The argument - based on the right of national self-defence in Article 51 of the UN charter, together with the alleged use by Hamas of civilian areas from which to launch rockets on Israel - might not be able to survive a few hours in a court of law; but all it needs to withstand is at most five minutes' interrogation in the media, and it is more than fit for this purpose. The Israeli leaders were able to declare their operation a success before it was allowed to become an embarrassment to Barack Obama on his 20 January 2009 inauguration; they can hope that within a few months this dirty little war will have faded into a background already littered with a succession of such disproportionately violent encounters.

The response of law
Many lessons should already have been learned from these earlier episodes. There are two fresh ones. First, the United States attack on Libya in April 1986 - ostensibly based on an alleged right of pre-emptive self-defence supposedly to be found within Article 51 - was an event in the history of international law from which (it is now clear) the subject has yet to recover. President Reagan's decision to bomb Tripoli opened the door to a unilateralism in international affairs that has shed more and more of its UN camouflage as time has gone on, and without any apparent ill-effects for those who practice it.
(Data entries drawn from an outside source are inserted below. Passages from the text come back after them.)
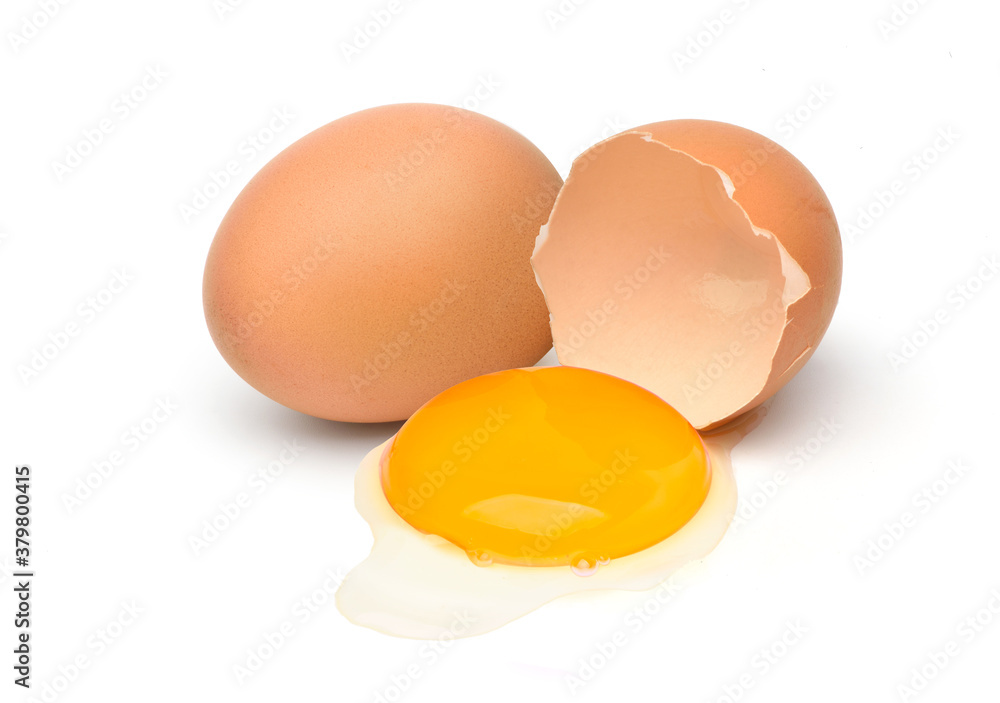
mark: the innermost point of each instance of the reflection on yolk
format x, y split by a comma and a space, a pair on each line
547, 466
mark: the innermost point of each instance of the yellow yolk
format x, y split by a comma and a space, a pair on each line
545, 467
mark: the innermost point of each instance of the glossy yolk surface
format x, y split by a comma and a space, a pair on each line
547, 466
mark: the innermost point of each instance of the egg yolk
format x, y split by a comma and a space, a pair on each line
545, 467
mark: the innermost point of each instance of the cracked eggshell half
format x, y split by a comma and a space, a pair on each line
697, 259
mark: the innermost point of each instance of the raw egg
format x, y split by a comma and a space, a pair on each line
512, 489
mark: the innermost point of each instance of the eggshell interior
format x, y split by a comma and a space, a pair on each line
697, 259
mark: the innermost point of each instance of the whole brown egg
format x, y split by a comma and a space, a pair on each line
381, 259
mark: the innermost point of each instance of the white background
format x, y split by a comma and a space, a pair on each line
565, 81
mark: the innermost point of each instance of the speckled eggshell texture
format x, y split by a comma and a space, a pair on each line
381, 259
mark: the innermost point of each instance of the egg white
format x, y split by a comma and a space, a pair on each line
423, 587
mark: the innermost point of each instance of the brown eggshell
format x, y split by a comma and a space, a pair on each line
744, 232
381, 259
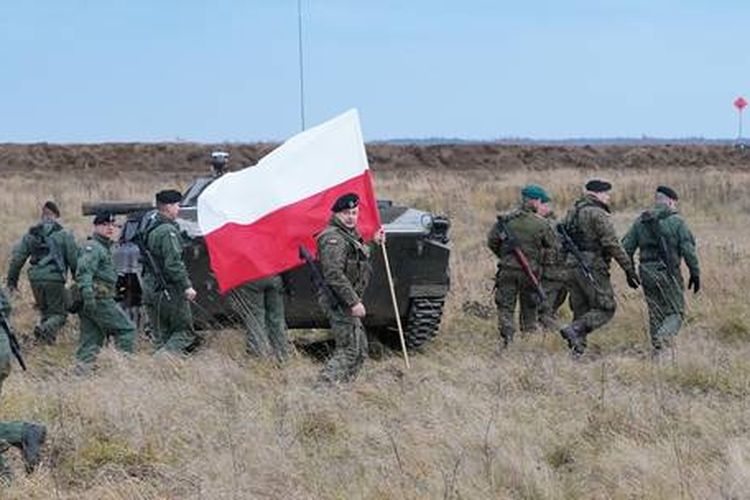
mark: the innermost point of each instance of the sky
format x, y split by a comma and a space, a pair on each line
228, 70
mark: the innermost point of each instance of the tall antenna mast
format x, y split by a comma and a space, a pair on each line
301, 66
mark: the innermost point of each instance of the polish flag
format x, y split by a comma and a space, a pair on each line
255, 219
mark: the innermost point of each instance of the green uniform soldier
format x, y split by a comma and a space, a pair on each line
167, 287
527, 227
345, 265
555, 275
664, 240
260, 303
96, 277
51, 251
592, 298
27, 436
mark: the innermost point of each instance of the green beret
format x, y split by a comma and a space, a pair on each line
598, 186
345, 202
668, 192
535, 192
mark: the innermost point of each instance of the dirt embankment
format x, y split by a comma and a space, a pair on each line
190, 157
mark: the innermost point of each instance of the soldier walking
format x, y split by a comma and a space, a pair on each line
26, 436
663, 239
592, 298
522, 234
51, 251
167, 287
100, 316
345, 263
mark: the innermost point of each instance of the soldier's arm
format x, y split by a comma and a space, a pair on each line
88, 261
332, 252
610, 243
18, 258
688, 250
175, 272
630, 240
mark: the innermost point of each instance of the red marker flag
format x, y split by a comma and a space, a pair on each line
254, 220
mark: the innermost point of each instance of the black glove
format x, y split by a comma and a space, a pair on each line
695, 283
633, 280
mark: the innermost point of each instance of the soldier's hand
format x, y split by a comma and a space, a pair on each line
694, 283
358, 310
633, 280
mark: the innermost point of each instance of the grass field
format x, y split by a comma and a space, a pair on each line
464, 422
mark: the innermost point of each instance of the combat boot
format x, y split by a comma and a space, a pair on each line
31, 445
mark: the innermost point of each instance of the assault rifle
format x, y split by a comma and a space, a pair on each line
15, 347
570, 246
317, 277
652, 224
508, 238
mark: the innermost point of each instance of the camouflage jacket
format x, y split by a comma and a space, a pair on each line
165, 244
51, 251
96, 275
677, 235
534, 234
590, 227
345, 262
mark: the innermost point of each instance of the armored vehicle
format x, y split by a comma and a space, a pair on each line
418, 250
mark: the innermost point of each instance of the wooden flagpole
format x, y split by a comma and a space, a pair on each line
395, 304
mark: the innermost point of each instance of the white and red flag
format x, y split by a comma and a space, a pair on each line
254, 220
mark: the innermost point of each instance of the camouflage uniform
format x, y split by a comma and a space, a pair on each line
260, 303
345, 264
52, 251
535, 238
589, 226
26, 436
664, 290
169, 311
101, 316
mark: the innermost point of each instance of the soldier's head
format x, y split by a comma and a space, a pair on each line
219, 160
50, 211
168, 203
599, 189
346, 210
537, 198
666, 196
105, 224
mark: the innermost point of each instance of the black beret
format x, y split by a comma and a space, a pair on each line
668, 192
103, 217
344, 202
52, 207
168, 196
598, 186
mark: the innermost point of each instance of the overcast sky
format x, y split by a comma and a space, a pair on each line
151, 70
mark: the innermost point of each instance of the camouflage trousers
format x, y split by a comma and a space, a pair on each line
351, 346
171, 321
511, 287
50, 301
665, 300
105, 320
594, 304
260, 304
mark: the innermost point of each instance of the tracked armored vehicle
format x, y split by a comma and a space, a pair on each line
418, 249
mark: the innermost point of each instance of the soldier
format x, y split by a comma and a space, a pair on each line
96, 277
260, 303
167, 287
664, 239
591, 295
526, 226
53, 251
29, 437
345, 264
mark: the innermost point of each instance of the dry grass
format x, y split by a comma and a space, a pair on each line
463, 423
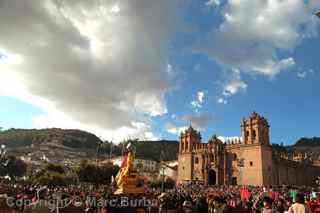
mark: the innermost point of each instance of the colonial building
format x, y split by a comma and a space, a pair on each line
250, 160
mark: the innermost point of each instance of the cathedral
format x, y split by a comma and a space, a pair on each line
250, 160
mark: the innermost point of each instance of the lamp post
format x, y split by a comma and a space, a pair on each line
162, 178
2, 150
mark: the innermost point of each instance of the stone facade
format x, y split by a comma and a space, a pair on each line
250, 160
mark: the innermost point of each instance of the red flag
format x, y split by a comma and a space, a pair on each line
124, 162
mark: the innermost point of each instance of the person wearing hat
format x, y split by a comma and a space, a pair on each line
187, 206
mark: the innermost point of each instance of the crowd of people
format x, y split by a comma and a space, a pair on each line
191, 198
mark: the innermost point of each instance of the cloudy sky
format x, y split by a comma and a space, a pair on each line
148, 68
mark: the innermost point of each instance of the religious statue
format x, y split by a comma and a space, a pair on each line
127, 180
126, 166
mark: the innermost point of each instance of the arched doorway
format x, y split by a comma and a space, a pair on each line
212, 177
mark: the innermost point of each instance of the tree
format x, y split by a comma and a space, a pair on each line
12, 166
96, 175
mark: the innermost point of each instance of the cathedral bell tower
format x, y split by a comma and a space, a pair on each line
189, 140
255, 130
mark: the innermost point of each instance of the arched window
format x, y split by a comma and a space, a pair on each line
247, 134
254, 135
196, 160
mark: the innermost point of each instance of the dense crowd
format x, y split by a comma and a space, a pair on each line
192, 198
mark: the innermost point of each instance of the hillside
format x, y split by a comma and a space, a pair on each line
69, 138
60, 142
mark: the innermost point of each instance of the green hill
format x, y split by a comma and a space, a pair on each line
70, 138
87, 142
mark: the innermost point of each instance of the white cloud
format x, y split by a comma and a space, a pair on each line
234, 84
170, 128
253, 32
198, 120
222, 101
213, 3
197, 103
302, 74
98, 65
This is clear in the way that, as things stand, Navi Pillay's warnings about individual criminal responsibility are empty threats. The Israelis have not the slightest intention of subjecting themselves to the jurisdiction of the International Criminal Court anytime soon. So while the UN and the ICRC are attacked in Gaza and civilians die in their hundreds, the restricted functionaries at The Hague continue with their decent work unearthing yet further evidence of past wrongdoing by deposed African tyrants. It is for this among other reasons that so many of the less powerful nations are so opposed to agreeing a definition of terrorism at the UN: imagine how fortified Israel would be by a UN convention which condemned attacks on them but had nothing to say about Israel's own military operations.
Second, therefore, there should be no UN movement on a comprehensive anti-terrorism convention until there is both international agreement to clarify the remit of Article 51 and a collective decision properly to enforce international humanitarian law. If the new president of the United States were privately torn between his response as an empathetic human to the onslaught on Gaza and his concern not to tackle powerful interests so early in his term of office, he could do worse than launch an international campaign to restore faith in international human rights and international humanitarian law. If this really meant something - and if it were made clear that the United States's most loyal allies were expected to lead the way - then that would make the military planners in Tel Aviv very nervous.